This is the very question my sister and I were discussing at dinner last night. It was better than either a catfight or another take on why Mick Jagger is so implacably, palpably, and decadently still alive....
Still provoking thought and cuervo chasers, eh! LOL!
Too much sea water will do that. Makes you cranky and prone to violence. I wished that explained road rage but alas...
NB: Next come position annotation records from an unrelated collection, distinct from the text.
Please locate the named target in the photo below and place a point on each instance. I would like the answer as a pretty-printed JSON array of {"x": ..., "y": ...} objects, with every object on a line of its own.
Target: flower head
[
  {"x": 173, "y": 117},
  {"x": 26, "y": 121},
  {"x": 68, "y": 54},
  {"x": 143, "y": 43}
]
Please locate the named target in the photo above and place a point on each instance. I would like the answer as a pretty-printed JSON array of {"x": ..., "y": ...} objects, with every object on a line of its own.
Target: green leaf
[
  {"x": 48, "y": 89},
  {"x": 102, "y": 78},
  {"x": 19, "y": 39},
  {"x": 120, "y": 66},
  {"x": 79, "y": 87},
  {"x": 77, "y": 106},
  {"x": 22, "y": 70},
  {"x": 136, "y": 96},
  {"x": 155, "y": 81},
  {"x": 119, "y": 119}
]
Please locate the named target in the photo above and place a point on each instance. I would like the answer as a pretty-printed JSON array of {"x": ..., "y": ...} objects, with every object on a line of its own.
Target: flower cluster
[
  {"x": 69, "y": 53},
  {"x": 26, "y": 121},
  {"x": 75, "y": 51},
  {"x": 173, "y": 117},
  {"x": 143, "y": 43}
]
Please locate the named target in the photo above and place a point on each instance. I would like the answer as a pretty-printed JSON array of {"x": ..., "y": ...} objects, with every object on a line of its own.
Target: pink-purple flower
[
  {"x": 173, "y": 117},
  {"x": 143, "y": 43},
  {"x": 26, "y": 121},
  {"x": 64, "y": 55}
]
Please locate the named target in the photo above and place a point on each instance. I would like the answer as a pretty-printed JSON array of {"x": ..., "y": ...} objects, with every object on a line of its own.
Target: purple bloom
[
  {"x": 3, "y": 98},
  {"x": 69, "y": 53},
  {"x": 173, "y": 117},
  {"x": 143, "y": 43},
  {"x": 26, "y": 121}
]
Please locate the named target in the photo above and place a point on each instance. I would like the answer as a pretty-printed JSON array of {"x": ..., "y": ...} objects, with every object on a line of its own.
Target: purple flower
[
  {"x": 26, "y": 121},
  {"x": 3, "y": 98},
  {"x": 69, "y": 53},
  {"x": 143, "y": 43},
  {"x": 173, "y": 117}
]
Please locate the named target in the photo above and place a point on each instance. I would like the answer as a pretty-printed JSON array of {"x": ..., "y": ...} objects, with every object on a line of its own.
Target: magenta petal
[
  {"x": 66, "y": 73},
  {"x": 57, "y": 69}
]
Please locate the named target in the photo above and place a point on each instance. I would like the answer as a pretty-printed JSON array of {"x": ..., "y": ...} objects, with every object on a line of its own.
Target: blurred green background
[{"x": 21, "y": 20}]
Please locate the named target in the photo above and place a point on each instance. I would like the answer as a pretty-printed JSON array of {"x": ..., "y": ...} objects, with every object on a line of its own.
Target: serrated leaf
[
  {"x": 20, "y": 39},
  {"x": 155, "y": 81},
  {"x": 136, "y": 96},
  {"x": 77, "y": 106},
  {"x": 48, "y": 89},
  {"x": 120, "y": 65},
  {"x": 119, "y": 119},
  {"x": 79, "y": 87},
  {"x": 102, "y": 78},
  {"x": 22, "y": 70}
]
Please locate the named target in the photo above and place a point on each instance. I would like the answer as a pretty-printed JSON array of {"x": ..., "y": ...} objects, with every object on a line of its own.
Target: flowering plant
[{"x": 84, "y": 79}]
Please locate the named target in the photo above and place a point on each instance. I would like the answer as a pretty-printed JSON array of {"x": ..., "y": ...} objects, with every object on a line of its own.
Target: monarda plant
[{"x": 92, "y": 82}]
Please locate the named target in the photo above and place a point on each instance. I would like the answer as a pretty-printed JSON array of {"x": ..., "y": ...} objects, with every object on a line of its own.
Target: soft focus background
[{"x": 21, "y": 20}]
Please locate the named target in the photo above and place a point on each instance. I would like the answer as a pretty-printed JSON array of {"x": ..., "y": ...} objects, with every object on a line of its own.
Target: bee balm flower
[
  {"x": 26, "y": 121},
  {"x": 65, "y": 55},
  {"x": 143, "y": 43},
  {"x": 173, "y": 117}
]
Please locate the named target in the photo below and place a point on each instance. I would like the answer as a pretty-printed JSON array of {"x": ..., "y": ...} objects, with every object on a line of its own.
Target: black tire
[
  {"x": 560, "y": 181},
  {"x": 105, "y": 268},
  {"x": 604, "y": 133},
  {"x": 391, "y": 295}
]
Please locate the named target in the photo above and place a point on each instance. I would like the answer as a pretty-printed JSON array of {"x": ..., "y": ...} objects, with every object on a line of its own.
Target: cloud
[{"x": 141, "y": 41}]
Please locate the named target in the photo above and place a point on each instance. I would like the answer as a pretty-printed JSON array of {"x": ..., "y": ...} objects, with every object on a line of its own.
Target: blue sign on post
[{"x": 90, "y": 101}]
I used to think they only stung guys named Ray, I guess they've lowered their standards....:)
I have been thinking about the next Jaw type movie:"Revenge of the Stingrays"-fed up with man's continual encroachment on their territorial hunting grounds, sting rays world wide organize and begin eliminating the males of the enemy species.I am not going to let this scare me out of petting the baby rays at the aquarium, but I am going to do it at arms length, keeping my chest well out of range of their tails.Lorna-maybe all the drugs and alcohol are actually acting as a preservative. He looks well aged but I suspect that is from the cigarettes.
Lorna - I'm glad I prevented a sister-sister cat-fight.Gina - Heck yeah! Hope you're feeling better.D.B. - You sound like someone with experience ingesting "too much sea water."Se7en - If I was a Ray, I'd stay away from the beach, just in case.Susan - I bet one of those movies is already in the works. Maybe you can get a cut.